Dwight Freeney was one of the best defensive ends to ever play in the NFL. His career with the Indianapolis Colts was excellent and should warrant him an induction into the Pro Football Hall of Fame once he is eligible. However, during his career Freeney, unfortunately, trusted the wrong people. This ultimately cost him a lot of money.
Dwight Freeney was a legend at Syracuse
Playing college ball at Syracuse, Dwight Freeney was one of the greatest defensive players in the program’s history. He only played in seven games during his junior year and still led the Big East with 13 sacks, according to Cuse.com. This earned him a unanimous selection onto the All-Big East first team.
Then in his senior year, offensive lines could not stop Freeney. Freeney recorded 17.5 sacks for the Orange, according to Cuse.com. He was ultimately named to nine All-American teams that year and won the co-Big East Defensive Player of the Year award.
Freeney ended his college career with 34 sacks, the second-most in Syracuse history. His play led to him becoming a top prospect in the 2002 NFL draft.
Becoming a future Hall of Famer with the Colts
The Indianapolis Colts selected Freeney with the 11th overall pick in the 2002 NFL draft. He was then a key player on that defense right away. He had 13 sacks in his rookie season. Freeney also led the league with nine forced fumbles and 20 tackles for loss.
Freeney then had 11 or more sacks each of his first four seasons. He also led the league with 16 sacks in 2004. Freeney also ultimately had 10 or more sacks in seven of his first nine seasons with the Colts. After playing with the Colts from 2002 through 2012, Freeney played for the San Diego Chargers in 2013 and 2014. He then played for the Arizona Cardinals in 2015 and the Atlanta Falcons in 2016. Freeney played for the Detroit Lions and Seattle Seahawks in his final season in 2017.
Here is a look at his career accomplishments.
- Seven-time Pro Bowl selection
- Three-time first-team All-Pro
- Super Bowl champion
- 125.5 career sacks
- 46 forced fumbles (fourth all-time)
- 128 tackles for loss (15th all-time)
The Indianapolis Colts had a lot of success in the 2000s and Freeney was a big reason why they were so good.
Freeney fell for a scheme that cost him millions
Freeney certainly had some low points in his career. In 2015, Freeney sued Bank of America’s N.A. subsidiary and a Merrill Lynch (which is owned by Bank of America) financial adviser Michael Bock. Freeney said that he trusted the bank’s wealth management division with his assets. This was before he was swindled out of more than $20 million, according to Forbes.
When Bank of America recruited him in 2010, Freeney thought he was a bank client, not a brokerage client. However, the people recruiting him were Michael Bock, Eva Weinberg (Bock’s ex-wife), and Michael Stern who was their associate. Stern had previously created a $60 million Ponzi scheme and then fled to Uruguay. He came back to the U.S. undetected, though.

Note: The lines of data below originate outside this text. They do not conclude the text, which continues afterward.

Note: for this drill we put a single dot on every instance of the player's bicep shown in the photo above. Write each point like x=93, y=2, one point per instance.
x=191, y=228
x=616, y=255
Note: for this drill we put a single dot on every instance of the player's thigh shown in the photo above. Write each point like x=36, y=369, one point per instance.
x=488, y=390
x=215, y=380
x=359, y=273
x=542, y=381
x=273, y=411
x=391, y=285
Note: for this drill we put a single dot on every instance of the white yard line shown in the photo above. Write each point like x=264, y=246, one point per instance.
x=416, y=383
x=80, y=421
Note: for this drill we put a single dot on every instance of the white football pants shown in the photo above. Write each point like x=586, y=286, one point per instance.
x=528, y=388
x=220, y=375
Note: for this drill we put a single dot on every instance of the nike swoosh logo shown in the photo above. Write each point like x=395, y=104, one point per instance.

Weinberg was a Merrill Lynch advisor when they recruited Freeney. However, after she gained access to his financials she left. Weinberg and Stern then launched Global Wealth Management. She was then Freeney’s business manager and financial planner as she controlled his bills, taxes, savings, and salary.
Stern and Weinberg then even leased a private jet to make it look like Stern was a wealthy real estate tycoon, according to Forbes. However, they used $750,000 from Freeney’s accounts to pay for the lease, pilot salaries, fuel, and hangar fees. Freeney also claimed that Weinberg forged a Power of Attorney. She then used it to carry out financial transactions and remove large amounts of money from his accounts. She also used it to have her brother sell three insurance policies to Freeney worth $55 million. They then illegally split the commission and after the initial premium was paid Weinberg stopped paying the premiums on behalf of Freeney. This cost Freeney $55 million in coverage.
In 2012, Freeney said that something didn’t feel right after reviewing some financial returns. The FBI later contacted him because they were trying to track Stern down and learned he had been working with him. The FBI then discovered this scheme but it had already defrauded Freeney of over $20 million, according to Forbes.
As of July 2015, Stern was serving a 13-year prison sentence and Weinberg was on supervised relief after six months of incarceration, according to Forbes. A judge dismissed Freeney’s case in 2015. The decision, reportedly, said Freeney never proved that Bank of America employed the brokers who joined Merrill three months after Bank of America bought Merrill, according to Forbes.
Dwight Freeney had a lot of high points in his career. He, clearly, had some low points too. If his story can teach us anything it’s to be careful with who you trust.